Можно еще сказать и другими словами те же мысли: что белая «Спящая» Григоровича была стерильна. Балетмейстер не влюбился в этот старый балет, не проник в его сущность, а смотрел на него со стороны, отвлеченно, созерцательно. А даже музыка не позволяла такого отношения, но оно было. Это все было довольно удивительным поворотом для балетмейстера, называвшего себя учеником Ф. В. Лопухова, который сохранил «Спящую красавицу» в Ленинграде в 1920-е годы, отреставрировав ее. Лопухов назвал эту постановку 1963 года тягостным для себя событием. Видимо, отношение Григоровича к классике было тут не при чем, а при том было отношение к надоевшему драмбалету, который отодвигал танец на второй план. Противники драмбалета в пылу полемики пытались отанцевать всё. Попытка не пытка, но лучше бы в собственных балетах. При редактировании классических балетов, на чем всегда получается что лежит печать времени, важно с водой не выплеснуть и ребенка. Тут, кажется, выплеснули.
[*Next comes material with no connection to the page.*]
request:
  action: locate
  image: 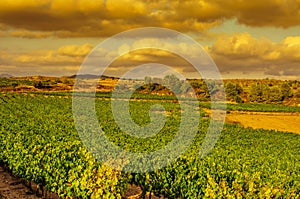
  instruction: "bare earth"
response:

Балет «Спящая красавица» был нужен театру, и эта постановка шла без малого 8 лет, напомню, с декабря 1963 г. до мая 1971 г. Были у нее и достоинства, ведь в Москву вернулся настоящий Петипа – в большинстве хореографии... но не стилистически. Образ главного зла балета отличался от Петипа: вместо вредной горбатой старушонки, уродливой и гротескной настолько, что ее роль специально давали мужчинам, появилась красивая женщина-вамп, представляющаяся еще более опасной. Не могу не обратить внимание на то, что этот образ остался от предыдущей постановки Мессерера, даже балерины в театре еще служили те же. Григорович по-своему попытался визуализировать предсказание злой феи. Он не стал разыгрывать сценку, как предшественники (эта идея перешла и в ленинградскую редакцию К. Сергеева), а использовал танец и даже пантомиму, нелюбовь к которой ему часто приписывали. По-минимуму он ее все-таки использовал (и она сохранилась). Театральной была такая его режиссерская находка: свита Карабос разворачивает большое полотно, делая «экран», и на фоне его злая фея показывает что будет. Через 20 лет эту находку он процитирует в своей «Раймонде», и так она там и останется: это в сцене первого появления Абдерахмана (во сне) – он появляется из большого плаща, который затем тоже разворачивается экраном, показывая что будет.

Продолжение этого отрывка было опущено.